Most bladder stones are visible on radiographs (X-rays), or by an ultrasound exam of the bladder. These diagnostic imaging techniques should be performed on cats that show signs of abdominal pain or have repeated bouts of blood in the urine or straining.
"Most bladder stones are visible on radiographs (X-rays), or by an ultrasound exam of the bladder."
Some types of bladder stones are radiolucent, meaning they cannot be seen on a normal radiographs. This is because their mineral makeup does not reflect X-ray beams. They can be detected by an ultrasound examination, or with contrast radiographs a specialized technique that uses dye or contrast material to outline the stones within the bladder.
How are bladder stones treated?
There are two options for treatment. The fastest solution is to perform a cystotomy (surgery to open the bladder and remove the stones). This routine surgery is the most common choice for many clients, and cats usually make a speedy post-operative recovery. Cats with a complete urethral obstruction caused by large stones require immediate surgical intervention.
In some cases, a cystotomy may not be necessary if the obstruction can be relieved by passing a catheter, especially if it is caused by soft plugs of crystals and mucus or urethral spasms.
The second option is to attempt to dissolve the stone with a special diet. This avoids surgery and can be a good choice for some cats. However, it has three disadvantages:
- It is not successful for all types of stones. Some stones just do not respond to diet therapy.
- It is slow.
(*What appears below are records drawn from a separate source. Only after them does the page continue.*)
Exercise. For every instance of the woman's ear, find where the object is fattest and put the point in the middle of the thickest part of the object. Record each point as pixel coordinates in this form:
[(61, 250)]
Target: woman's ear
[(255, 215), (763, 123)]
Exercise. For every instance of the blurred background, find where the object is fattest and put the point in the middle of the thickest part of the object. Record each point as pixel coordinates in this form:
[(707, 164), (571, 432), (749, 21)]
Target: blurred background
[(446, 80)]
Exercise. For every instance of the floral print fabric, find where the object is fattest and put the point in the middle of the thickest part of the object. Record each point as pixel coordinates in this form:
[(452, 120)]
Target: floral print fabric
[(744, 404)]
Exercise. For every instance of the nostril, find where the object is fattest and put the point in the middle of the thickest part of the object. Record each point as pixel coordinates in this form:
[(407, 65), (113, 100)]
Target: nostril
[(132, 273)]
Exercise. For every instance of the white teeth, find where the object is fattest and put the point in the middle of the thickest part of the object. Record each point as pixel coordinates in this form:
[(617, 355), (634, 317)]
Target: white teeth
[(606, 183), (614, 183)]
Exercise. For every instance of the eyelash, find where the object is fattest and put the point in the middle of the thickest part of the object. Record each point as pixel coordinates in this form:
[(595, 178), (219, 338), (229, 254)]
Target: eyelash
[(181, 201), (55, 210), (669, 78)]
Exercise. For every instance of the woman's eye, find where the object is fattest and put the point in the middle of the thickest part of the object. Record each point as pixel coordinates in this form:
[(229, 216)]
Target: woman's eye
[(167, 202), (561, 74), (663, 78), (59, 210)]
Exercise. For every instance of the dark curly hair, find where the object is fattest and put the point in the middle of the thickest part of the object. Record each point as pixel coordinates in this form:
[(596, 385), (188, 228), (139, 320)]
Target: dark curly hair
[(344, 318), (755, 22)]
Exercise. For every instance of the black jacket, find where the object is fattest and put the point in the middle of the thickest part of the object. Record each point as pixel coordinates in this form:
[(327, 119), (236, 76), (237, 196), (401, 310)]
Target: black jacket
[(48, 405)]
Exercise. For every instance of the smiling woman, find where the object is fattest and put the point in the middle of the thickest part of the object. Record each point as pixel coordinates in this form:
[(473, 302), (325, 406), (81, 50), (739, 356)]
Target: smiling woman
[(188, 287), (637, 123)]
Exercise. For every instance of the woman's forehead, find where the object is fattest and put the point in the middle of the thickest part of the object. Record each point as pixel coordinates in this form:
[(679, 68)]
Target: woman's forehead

It may take several weeks or a few months to dissolve a large stone, so the cat may continue to have bloody urine, straining, and repeated infections during that time. The risk of life-threatening urethral obstruction is still present while waiting for the stones to dissolve.
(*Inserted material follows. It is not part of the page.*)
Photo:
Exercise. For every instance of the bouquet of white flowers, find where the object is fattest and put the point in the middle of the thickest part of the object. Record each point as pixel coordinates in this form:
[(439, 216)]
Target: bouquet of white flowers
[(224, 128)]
- Not all cats will eat the special diet. If it is not consumed exclusively, it will not work.
Can bladder stones be prevented?
Prevention is possible in many cases. There are at least four types of bladder stones in cats, each based on what they are made up of. If bladder stones are removed surgically or if small ones pass in the urine, they should be analyzed for their chemical composition. This allows your veterinarian to determine if a special diet or medication is appropriate. Regular checks of urine samples, or ultrasound examination of the bladder are helpful in all cases to detect early return of the problem and allow adjustments in diet or treatment.